Update: Now I have purchased the 2.5" adapter. Because of the nice weather and on pure luck, I took the bike to the huge shopping places in the end of Västerås. First I had a look at Computer City but they did not seem to have much of a selection at all. Then I went to the newly opened PC City (does anyone see the pattern?), which seems to be a really good computer supermarket, both in terms of selection and prices. You may find items even cheaper through mail order, but if I'm buying some stuff in the future, I'll definitely have a look there.

Anyway, PC City sold this adapter for a shelf price of 49 SEK, which is very good compared to the mail order which are around 60-70 SEK plus shipping, if not more. The next surprise came when I went to pay; the price in the computer system was 34 SEK! One should not complain when items are cheaper than they were supposed to be. I still haven't had time to plug it in, and I'll pick up a spare IDE cable first, so maybe I'll make a recovery attempt by the weekend.

It was quite funny that the store had one security guard watching the door and cashier (you seldom see them that prominent here), one girl in the cashier's office, about ten customers waiting to pay, a supervisor girl who came to help the other girl how to run the cashier and pack the purchased items into bags and of course a dozen salespeople running around like hens. They have a second cashier's office, so it had made more sense if one of the salespeople or even the supervisor could have opened it to improve the customer flow. The two girls also were busy chatting with the security guard about tonight's party, despite a long line of customers.
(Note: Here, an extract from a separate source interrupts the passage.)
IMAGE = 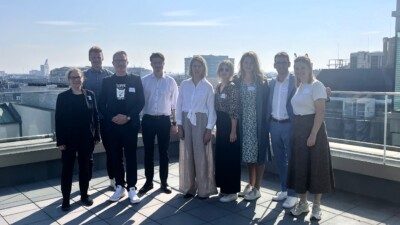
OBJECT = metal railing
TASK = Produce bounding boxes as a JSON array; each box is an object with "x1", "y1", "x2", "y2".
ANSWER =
[{"x1": 0, "y1": 89, "x2": 400, "y2": 166}]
Västerås is really turning into a shopping metropolis by Swedish standards. Almost every big and medium chain in any profession open a store here, in a 130,000 people city! Some are located in the centre, the other in one of two shopping places on each end of the city. I have one shopping place on only 5 minute bicycle distance, and it is the one meant to expand by 200-300% over the next few years. We'll see what happens. There is competition from a newly opened huge shopping place in Eskilstuna across the lake, 45 km away, but most of the chains are the same in both cities.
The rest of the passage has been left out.